La forte vicinanza del testo della Regola con quello del Vangelo dice quanto, in modo esplicito o implicito, il tessuto mentale e spirituale di Francesco fosse marcato dalla Parola biblica. Dato il richiamo sintetico, nel Testamento, al saluto di pace, è bene ricordare che cosa significa nella Bibbia «salutare la pace». La pace va oltre l’assenza di guerra o di inimicizia tra persone e popoli per comprendere il benessere, la pienezza e l’appagamento, nei quali il singolo e la comunità si trovano oggettivamente a vivere. In alcuni testi profetici è annunciato il sogno della pace senza fine che verrà nel tempo del Messia (Is 9,5-6; Mi 5,4), abbracciando tutti i popoli (Is 66,12). Rileggendo i profeti, Paolo può affermare che Cristo è la nostra pace, colui che ha riconciliato i popoli per mezzo della croce (cfr. Ef 2,14-18). Quando il Signore risorto, il primo giorno dopo il sabato, appare ai suoi discepoli dice per due volte: «Pace voi» (Gv 20, 19.21); il suo dire, più che un pronunciamento o un affettuoso augurio, è una reale «consegna» dell’atteso dono messianico (cfr, 14,27)!

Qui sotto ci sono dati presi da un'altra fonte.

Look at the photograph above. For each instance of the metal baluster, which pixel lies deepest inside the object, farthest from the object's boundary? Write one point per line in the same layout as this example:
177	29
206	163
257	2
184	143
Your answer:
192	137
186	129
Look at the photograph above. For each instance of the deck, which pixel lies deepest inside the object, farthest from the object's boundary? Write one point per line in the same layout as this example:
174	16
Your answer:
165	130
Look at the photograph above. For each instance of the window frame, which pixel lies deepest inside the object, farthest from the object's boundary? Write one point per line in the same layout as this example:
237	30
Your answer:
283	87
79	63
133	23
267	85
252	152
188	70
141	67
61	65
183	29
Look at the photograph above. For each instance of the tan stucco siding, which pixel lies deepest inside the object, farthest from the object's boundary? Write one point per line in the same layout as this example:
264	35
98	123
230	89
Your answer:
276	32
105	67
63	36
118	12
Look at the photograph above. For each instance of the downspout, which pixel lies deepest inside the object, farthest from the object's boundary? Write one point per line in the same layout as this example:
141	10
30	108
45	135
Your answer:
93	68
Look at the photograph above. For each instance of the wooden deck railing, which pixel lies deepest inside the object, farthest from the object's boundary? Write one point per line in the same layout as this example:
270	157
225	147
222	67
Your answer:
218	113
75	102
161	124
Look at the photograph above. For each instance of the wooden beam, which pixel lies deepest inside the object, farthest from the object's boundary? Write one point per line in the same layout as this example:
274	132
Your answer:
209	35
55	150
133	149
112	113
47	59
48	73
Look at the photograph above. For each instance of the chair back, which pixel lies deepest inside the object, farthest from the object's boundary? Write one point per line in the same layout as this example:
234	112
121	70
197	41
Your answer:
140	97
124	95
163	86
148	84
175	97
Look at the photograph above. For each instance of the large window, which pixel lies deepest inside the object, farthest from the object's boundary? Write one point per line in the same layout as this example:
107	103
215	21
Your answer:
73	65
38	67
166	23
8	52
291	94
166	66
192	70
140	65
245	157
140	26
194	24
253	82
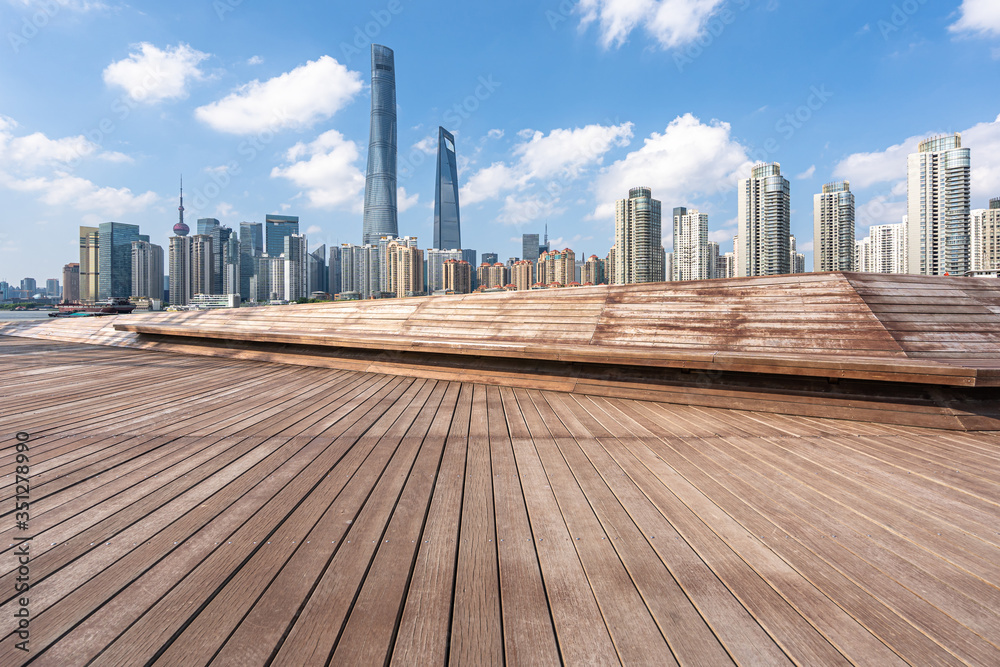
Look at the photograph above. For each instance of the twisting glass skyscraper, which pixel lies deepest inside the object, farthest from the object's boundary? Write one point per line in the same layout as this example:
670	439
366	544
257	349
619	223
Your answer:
447	222
380	182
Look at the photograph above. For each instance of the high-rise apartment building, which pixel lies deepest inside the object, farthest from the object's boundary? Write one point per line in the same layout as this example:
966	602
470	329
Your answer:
180	270
333	270
251	248
796	260
556	267
115	259
986	237
492	276
296	267
380	178
447	221
833	228
691	259
938	234
457	276
593	271
886	249
90	249
435	267
278	228
406	269
319	277
71	283
202	264
147	270
638	250
764	222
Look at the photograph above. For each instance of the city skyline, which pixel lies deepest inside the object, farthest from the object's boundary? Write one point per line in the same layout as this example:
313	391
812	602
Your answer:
564	159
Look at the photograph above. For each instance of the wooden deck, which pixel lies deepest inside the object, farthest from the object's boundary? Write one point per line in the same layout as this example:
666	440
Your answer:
192	510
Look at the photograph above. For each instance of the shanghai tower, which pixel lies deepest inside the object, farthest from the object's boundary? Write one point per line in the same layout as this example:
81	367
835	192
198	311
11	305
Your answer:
447	224
380	180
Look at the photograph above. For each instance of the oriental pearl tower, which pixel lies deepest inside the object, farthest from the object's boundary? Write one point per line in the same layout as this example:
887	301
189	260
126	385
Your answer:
180	229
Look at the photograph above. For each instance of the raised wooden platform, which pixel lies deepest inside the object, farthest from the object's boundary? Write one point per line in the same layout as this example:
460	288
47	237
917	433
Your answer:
891	349
195	510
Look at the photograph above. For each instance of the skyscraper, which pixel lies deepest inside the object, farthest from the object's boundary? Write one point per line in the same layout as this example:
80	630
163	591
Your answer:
202	266
251	248
89	263
115	259
278	228
833	228
764	222
529	247
938	233
691	260
638	250
71	283
986	237
447	221
180	270
380	179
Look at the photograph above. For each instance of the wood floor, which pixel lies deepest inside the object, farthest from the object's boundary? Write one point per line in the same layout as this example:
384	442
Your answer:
192	510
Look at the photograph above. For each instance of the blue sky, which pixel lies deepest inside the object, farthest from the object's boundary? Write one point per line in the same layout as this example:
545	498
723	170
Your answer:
557	107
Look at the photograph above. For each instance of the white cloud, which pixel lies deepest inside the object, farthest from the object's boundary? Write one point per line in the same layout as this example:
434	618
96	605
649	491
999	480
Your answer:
151	75
489	182
866	169
562	154
64	189
427	145
517	210
326	170
981	16
566	153
404	202
298	99
672	23
36	164
688	159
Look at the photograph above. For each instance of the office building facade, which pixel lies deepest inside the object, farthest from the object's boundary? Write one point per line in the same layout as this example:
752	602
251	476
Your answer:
380	177
938	234
764	216
115	259
834	228
447	219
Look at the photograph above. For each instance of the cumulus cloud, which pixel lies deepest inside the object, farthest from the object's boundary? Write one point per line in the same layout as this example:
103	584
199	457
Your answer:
151	75
672	23
562	154
36	164
327	171
298	99
979	16
807	174
688	159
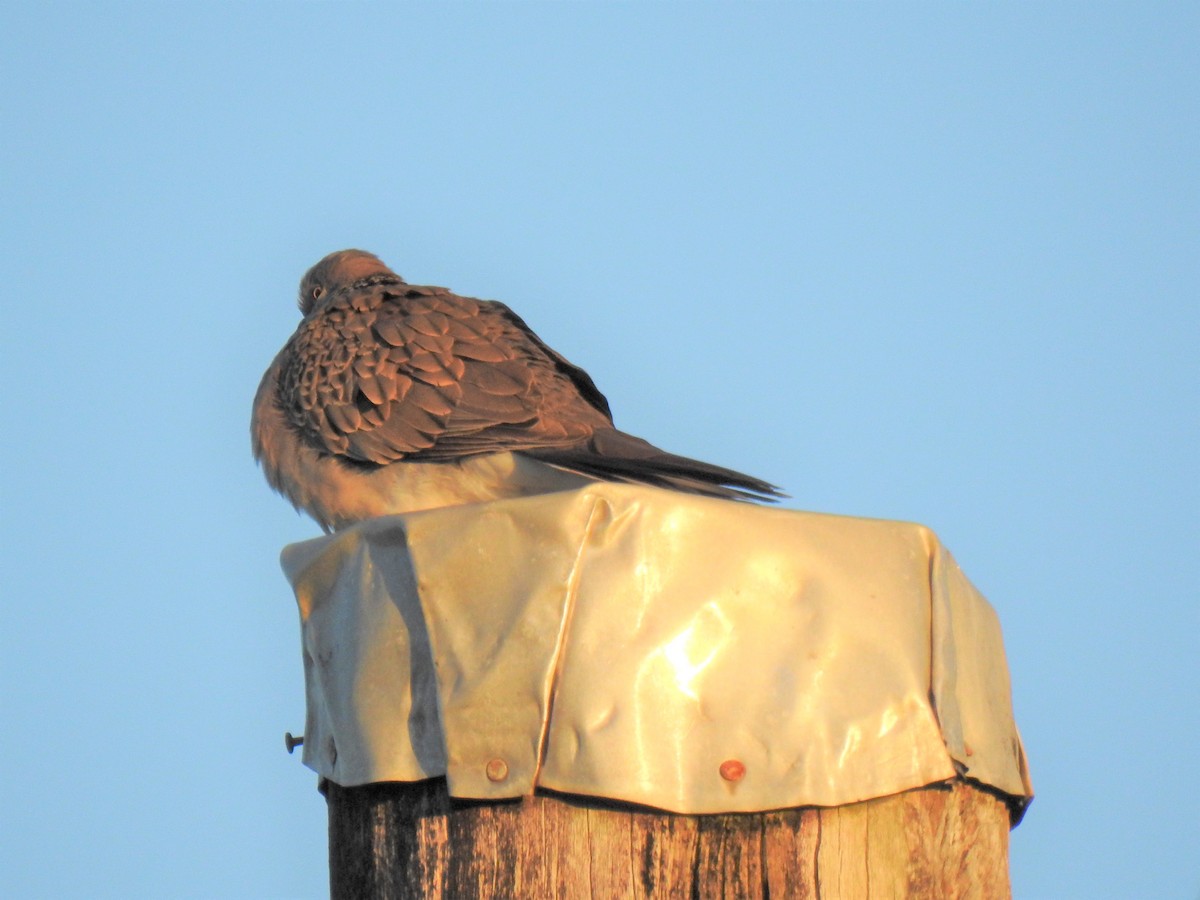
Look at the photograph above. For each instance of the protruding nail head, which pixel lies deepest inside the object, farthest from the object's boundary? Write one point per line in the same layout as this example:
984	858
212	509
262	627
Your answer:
733	769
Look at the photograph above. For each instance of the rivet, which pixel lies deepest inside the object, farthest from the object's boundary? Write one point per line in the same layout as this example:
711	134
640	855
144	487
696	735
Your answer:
497	769
733	769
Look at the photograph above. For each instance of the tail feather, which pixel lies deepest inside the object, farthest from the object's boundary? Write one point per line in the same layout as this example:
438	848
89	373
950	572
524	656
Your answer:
617	456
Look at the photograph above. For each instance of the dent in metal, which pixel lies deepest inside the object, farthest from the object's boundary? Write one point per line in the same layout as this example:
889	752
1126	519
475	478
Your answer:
690	654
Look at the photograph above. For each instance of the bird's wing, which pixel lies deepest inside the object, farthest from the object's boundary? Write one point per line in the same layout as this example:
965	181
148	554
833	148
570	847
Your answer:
385	371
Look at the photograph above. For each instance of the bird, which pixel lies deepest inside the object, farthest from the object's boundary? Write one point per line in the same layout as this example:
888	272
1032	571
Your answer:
394	397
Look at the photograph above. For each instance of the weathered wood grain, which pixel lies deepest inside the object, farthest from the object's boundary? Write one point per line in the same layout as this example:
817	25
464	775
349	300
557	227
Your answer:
411	840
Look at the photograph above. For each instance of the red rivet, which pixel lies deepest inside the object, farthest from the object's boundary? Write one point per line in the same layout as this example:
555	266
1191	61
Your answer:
733	769
497	769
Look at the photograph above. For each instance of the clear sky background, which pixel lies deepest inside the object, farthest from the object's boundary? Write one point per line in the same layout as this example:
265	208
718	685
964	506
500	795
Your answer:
933	262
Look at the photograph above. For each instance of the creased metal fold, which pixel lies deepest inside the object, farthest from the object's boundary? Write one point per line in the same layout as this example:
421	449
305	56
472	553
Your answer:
652	647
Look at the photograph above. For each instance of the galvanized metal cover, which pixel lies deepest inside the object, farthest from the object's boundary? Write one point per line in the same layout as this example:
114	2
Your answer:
646	646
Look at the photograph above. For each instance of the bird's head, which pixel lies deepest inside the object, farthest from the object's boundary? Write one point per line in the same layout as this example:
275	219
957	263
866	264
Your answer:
336	271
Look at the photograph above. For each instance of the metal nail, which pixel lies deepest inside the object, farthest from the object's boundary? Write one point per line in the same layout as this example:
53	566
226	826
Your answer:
732	769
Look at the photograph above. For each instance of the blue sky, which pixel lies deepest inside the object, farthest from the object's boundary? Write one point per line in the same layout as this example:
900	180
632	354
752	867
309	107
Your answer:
931	262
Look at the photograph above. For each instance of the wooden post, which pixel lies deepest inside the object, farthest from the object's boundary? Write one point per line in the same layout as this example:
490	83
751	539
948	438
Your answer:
411	840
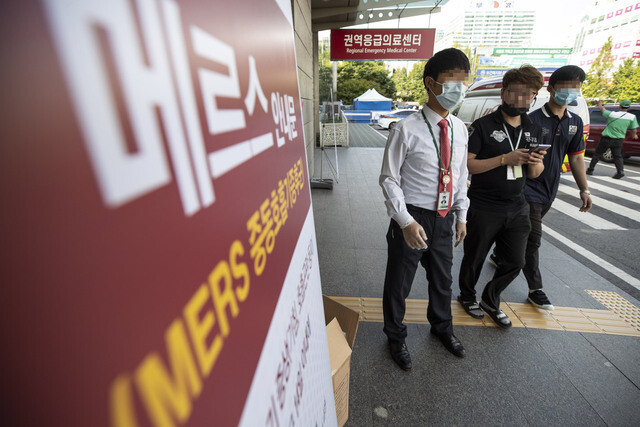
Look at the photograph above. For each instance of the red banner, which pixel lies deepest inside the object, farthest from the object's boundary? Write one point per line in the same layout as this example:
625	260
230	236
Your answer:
386	44
154	188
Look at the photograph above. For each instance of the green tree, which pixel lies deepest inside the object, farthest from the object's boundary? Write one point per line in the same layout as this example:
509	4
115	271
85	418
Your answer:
325	76
626	81
358	77
599	81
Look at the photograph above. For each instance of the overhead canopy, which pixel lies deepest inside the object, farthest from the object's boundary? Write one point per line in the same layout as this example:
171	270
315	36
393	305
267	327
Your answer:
371	95
329	14
371	100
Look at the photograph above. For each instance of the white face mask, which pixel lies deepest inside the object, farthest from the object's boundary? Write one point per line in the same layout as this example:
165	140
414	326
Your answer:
452	94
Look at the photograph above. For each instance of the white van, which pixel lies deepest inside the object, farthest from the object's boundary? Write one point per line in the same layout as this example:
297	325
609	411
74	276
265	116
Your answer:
483	97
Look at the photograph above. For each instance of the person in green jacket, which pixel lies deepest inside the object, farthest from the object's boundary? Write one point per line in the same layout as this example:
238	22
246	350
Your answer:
613	135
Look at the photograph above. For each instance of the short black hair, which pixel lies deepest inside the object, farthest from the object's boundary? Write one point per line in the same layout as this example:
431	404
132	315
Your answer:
568	73
445	60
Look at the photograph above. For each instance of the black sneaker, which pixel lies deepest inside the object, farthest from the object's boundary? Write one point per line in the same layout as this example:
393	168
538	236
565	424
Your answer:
540	300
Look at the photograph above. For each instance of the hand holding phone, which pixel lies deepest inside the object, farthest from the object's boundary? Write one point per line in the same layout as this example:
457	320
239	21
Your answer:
540	147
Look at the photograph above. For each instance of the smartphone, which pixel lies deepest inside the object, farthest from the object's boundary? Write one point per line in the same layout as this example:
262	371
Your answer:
540	147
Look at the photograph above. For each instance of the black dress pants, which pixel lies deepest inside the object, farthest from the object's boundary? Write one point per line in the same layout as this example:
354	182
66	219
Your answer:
509	230
402	263
616	152
531	267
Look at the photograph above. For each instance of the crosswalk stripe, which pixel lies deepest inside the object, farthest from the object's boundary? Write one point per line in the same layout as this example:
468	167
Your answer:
593	257
585	218
605	204
621	182
606	188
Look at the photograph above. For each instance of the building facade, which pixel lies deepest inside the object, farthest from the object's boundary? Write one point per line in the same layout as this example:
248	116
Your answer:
489	23
619	20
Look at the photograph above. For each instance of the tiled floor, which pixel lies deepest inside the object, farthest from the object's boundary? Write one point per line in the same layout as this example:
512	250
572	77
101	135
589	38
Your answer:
521	315
577	365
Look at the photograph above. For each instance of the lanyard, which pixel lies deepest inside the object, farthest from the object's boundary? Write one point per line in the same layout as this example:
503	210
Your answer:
433	138
509	138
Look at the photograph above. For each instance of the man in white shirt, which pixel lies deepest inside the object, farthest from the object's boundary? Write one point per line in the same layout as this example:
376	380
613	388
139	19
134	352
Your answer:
424	181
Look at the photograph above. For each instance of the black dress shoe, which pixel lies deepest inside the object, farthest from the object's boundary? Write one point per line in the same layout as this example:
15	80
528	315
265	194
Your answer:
400	354
451	343
498	316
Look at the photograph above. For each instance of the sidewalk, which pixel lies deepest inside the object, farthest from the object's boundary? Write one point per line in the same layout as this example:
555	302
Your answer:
528	375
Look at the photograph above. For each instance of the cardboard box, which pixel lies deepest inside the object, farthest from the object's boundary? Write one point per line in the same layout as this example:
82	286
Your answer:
342	325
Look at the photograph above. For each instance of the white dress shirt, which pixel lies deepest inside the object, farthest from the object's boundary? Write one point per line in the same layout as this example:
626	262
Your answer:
411	171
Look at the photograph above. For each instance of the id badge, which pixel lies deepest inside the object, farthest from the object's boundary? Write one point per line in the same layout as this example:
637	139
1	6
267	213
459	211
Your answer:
443	200
517	171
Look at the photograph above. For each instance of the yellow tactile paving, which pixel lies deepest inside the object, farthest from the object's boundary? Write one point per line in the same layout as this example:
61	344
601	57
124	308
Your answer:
622	318
620	306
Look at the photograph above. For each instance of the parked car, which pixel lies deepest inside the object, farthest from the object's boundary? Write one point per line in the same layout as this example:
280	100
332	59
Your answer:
630	147
483	97
389	120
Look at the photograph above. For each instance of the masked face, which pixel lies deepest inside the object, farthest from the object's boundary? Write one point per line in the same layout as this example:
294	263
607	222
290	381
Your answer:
452	94
565	96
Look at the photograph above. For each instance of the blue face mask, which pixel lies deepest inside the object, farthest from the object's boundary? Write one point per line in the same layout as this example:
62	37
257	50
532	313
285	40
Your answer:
452	94
565	96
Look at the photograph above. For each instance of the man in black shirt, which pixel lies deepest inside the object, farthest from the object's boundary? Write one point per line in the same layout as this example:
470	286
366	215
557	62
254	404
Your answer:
500	159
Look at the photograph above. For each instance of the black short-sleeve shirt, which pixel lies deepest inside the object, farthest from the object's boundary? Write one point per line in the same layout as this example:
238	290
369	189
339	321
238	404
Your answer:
566	137
491	190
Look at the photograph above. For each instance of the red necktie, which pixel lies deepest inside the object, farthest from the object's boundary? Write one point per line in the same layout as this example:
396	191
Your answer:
445	155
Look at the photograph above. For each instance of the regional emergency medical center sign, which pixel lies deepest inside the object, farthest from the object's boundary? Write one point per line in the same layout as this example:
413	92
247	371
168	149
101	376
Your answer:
382	44
159	257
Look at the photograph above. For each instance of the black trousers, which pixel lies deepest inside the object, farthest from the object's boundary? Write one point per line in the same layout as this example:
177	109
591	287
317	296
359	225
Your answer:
402	263
616	152
531	267
509	231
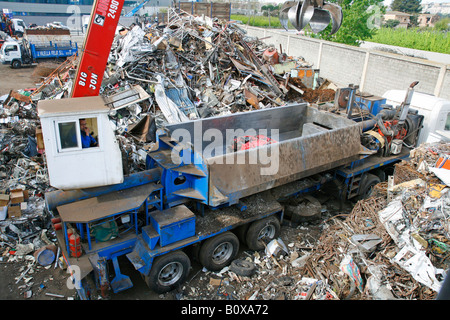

La portata biblica del saluto francescano, unitamente al suo forte impatto missionario per la società di quel travagliato tempo, è ben ripresa e descritta da san Bonaventura: «In ogni sua predica, all’inizio del discorso, salutava il popolo con l’augurio di pace, dicendo: « Il Signore vi dia pace!». Aveva imparato a dire questo saluto per rivelazione del Signore, come egli stesso più tardi affermò. Fu così che, mosso anch’egli dallo spirito dei profeti, come i profeti annunciava la pace, predicava la salvezza e, con le sue ammonizioni salutari, riconciliava in un saldo patto moltissimi, che prima, in discordia con Cristo, si trovavano lontani dalla salvezza» (Leggenda maggiore III,2 /FF 1052).